Could your lifestyle be making you sick?

What is your lifestyle? Not whether you are married or where you live, but rather, how are you choosing to live your life? What choices are you making to keep yourself and your family healthy and well?

It is startling to learn that some of the most prevalent causes of illness, disease, and death – including cancer, heart disease, and diabetes – are all heavily influenced by lifestyle. For example, we don’t usually think of cancer as a lifestyle disease. We think a person is unlucky if they have cancer, and often we have a fatalistic outlook toward news that someone has developed cancer. “It’s in their genes,” we say. Or “stuff happens – the luck of the draw.”
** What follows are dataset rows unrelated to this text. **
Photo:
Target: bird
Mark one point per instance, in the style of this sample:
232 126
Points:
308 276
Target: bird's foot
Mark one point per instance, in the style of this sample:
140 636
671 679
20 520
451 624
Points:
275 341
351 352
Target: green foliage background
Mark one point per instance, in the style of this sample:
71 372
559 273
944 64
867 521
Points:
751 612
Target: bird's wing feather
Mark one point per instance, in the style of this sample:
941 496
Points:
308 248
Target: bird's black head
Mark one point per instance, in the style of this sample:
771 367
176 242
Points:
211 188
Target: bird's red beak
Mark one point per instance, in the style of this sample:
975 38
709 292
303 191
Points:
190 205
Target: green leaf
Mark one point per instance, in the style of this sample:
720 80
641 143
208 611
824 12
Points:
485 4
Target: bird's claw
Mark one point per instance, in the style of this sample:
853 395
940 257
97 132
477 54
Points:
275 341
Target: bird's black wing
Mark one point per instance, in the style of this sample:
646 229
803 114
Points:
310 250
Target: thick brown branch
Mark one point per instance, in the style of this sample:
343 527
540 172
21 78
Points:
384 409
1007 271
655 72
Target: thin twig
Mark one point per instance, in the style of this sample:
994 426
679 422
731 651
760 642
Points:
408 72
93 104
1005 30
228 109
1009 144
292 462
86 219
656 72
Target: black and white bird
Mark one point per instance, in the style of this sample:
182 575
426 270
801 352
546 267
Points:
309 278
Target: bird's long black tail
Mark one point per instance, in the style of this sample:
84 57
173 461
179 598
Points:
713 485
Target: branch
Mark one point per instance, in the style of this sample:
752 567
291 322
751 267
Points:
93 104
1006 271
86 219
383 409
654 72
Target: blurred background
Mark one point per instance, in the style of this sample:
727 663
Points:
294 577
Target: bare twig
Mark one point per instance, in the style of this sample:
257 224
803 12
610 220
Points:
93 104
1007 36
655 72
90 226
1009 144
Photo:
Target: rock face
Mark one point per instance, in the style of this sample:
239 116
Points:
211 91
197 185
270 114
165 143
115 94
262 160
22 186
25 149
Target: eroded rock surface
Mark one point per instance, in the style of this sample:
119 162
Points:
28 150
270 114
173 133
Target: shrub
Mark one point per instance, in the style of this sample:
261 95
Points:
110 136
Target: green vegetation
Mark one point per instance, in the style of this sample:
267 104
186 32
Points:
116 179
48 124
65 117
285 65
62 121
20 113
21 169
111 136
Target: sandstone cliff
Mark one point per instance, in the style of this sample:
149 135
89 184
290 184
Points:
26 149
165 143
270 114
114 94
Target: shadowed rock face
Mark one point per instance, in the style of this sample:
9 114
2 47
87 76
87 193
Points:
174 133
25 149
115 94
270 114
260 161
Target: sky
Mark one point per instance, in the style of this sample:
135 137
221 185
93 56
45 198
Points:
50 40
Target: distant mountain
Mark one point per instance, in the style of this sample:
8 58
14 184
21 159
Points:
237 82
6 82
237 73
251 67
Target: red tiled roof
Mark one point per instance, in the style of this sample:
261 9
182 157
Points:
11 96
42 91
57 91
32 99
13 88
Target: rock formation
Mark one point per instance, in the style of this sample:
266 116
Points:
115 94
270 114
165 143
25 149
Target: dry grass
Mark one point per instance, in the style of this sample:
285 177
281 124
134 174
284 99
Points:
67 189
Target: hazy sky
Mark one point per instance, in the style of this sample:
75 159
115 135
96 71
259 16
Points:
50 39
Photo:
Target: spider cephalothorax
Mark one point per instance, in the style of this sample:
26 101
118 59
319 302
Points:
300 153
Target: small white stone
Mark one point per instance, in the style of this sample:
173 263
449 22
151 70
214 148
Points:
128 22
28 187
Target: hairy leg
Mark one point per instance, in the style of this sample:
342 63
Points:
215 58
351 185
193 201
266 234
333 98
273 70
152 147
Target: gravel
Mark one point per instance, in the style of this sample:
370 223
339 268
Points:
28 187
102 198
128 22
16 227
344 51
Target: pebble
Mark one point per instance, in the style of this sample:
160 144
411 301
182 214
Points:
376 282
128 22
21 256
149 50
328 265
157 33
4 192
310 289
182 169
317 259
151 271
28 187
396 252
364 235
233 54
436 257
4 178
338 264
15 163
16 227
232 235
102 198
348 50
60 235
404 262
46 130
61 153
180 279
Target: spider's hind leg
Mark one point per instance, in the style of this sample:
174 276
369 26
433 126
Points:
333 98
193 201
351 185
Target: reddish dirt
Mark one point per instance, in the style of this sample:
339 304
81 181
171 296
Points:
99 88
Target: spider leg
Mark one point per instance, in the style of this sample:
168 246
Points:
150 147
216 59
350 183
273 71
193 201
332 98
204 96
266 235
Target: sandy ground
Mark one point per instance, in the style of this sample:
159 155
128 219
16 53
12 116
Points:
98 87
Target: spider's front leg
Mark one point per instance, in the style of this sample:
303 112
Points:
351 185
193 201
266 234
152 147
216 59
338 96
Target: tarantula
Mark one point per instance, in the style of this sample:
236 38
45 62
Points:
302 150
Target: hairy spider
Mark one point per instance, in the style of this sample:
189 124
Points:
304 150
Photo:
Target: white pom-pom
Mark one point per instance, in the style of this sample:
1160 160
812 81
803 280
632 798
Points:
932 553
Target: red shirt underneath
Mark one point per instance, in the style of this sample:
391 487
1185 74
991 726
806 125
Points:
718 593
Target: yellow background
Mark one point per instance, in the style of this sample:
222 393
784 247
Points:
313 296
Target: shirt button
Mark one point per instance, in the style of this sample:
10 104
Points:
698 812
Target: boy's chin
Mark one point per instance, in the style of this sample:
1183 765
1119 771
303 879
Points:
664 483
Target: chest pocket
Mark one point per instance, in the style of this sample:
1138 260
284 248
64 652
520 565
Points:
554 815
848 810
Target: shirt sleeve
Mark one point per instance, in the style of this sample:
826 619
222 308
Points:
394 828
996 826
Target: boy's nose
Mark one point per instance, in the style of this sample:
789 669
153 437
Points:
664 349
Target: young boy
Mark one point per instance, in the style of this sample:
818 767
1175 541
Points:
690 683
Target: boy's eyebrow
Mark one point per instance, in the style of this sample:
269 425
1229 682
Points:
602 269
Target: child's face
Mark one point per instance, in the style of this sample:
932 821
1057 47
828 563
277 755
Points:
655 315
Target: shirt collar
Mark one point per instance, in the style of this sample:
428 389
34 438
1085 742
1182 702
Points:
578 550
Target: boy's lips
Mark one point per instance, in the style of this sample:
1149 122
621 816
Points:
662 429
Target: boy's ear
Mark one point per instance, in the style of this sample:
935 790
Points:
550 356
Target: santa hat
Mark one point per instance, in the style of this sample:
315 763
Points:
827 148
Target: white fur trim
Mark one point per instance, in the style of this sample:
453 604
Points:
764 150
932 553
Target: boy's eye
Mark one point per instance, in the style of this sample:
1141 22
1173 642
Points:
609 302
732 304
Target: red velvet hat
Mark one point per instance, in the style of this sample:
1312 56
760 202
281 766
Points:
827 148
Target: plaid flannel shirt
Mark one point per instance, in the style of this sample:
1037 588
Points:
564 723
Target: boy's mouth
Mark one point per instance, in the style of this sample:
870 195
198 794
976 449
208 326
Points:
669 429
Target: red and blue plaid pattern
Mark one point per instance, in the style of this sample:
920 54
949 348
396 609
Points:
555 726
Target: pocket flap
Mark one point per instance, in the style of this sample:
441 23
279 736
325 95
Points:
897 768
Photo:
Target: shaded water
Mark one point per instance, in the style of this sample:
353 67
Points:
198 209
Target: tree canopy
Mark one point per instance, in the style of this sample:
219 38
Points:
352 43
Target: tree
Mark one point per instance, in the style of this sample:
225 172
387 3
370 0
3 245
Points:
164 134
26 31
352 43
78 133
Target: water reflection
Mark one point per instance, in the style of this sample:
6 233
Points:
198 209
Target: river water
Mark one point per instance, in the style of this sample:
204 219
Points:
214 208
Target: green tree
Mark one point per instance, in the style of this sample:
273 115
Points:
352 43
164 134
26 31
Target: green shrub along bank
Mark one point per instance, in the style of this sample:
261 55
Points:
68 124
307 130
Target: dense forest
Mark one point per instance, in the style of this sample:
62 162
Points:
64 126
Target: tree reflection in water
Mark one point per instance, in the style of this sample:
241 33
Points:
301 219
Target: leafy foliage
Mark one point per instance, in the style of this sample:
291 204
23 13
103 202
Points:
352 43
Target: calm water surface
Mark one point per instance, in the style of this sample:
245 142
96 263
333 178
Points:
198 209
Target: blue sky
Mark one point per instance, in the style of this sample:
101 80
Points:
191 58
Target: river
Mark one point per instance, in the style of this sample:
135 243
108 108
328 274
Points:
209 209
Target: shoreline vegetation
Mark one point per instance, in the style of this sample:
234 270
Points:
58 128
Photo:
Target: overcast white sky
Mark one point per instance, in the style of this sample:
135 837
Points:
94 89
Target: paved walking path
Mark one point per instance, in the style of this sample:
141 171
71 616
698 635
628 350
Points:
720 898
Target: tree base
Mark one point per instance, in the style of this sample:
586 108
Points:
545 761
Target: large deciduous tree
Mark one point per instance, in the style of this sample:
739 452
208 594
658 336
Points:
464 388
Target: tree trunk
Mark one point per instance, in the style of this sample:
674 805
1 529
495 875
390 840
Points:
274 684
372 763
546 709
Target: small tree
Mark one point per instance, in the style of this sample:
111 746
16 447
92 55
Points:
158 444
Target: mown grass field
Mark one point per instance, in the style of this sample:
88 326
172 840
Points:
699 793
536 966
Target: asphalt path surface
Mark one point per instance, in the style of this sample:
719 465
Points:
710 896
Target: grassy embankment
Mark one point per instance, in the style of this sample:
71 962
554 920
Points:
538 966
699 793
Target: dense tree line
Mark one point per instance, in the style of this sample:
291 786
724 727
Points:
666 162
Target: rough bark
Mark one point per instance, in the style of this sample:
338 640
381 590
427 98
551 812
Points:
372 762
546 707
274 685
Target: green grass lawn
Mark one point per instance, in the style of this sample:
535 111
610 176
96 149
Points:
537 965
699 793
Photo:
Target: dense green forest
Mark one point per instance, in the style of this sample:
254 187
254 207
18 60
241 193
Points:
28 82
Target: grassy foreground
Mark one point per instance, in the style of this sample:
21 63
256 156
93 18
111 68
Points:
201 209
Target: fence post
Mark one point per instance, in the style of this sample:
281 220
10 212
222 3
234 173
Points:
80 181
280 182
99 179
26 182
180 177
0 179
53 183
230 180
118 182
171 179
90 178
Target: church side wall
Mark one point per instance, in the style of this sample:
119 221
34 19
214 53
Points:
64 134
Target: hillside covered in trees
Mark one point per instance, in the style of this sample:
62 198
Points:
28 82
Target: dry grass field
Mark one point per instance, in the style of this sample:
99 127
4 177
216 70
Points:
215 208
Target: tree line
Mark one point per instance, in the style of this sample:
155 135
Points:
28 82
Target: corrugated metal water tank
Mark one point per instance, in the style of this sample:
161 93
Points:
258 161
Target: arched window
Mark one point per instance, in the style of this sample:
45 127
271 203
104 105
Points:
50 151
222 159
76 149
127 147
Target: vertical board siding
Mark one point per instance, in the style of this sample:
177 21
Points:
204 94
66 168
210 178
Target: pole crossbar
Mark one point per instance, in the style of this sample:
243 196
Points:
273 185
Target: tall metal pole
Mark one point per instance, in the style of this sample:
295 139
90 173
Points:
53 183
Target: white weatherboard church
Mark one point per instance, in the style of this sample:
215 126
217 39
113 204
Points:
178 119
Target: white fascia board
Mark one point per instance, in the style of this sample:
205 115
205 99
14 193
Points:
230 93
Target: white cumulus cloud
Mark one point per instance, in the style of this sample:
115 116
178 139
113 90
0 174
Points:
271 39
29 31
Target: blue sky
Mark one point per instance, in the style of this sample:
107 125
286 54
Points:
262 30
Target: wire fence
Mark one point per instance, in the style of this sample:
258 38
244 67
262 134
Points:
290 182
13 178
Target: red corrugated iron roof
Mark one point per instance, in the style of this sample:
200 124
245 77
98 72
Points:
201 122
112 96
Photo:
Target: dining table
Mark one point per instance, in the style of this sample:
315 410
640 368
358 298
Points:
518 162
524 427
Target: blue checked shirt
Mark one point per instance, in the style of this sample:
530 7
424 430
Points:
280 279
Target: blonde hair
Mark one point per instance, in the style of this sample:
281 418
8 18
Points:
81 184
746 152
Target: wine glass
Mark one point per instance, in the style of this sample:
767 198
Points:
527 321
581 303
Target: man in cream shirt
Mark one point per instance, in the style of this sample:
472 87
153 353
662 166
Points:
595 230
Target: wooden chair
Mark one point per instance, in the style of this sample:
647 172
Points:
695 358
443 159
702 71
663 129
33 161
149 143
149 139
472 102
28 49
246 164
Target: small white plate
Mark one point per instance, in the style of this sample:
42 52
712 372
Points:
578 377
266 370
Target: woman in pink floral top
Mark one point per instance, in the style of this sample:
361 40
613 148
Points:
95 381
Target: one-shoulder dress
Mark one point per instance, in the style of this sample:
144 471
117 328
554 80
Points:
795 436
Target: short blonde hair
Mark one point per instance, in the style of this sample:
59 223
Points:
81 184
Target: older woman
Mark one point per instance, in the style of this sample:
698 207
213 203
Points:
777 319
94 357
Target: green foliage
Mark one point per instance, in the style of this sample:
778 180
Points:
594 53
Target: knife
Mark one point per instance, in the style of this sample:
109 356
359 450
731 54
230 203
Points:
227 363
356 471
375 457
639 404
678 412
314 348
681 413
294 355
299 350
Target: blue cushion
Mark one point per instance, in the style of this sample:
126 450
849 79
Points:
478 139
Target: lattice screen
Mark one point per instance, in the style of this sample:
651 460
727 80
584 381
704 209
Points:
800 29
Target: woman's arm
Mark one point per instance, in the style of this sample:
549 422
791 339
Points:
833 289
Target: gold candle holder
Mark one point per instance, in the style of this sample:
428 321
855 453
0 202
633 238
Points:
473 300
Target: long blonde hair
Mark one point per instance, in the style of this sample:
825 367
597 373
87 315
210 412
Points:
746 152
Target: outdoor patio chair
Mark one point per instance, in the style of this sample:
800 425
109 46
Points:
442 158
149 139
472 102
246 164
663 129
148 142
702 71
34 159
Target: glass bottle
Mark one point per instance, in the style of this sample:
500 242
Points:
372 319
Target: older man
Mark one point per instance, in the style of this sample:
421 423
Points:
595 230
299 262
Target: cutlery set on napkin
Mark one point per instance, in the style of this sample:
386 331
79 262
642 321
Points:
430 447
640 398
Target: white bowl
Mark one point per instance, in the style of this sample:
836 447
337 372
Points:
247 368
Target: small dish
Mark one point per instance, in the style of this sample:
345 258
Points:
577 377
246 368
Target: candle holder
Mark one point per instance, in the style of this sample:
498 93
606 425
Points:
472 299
But only approximately 10% of cancers are based on genetics. The vast majority of cancer cases are very much related to how we live our lives – our environment, the food we eat, whether we exercise regularly, and the quality of our relationships. Within the last ten years medical researchers have been learning of the strong correlation between overweight/obesity and a person’s likelihood of developing cancer. It seems that fat cells are not merely passive storehouses of excess energy in the form of fat. Fat cells are metabolic furnaces that spew out a wide range of chemicals, including hormones and inflammatory agents that may often cause normal cells and tissues to become cancerous.1

Most people and even some physicians are unaware of these facts. The connection between lifestyle and heart disease, and between lifestyle and type 2 diabetes, seems obvious.2,3 But cancer, too, is a lifestyle disease. The very good news is that by creating the willingness to make healthy lifestyle choices, you’re making positive long-term changes in your health and well-being.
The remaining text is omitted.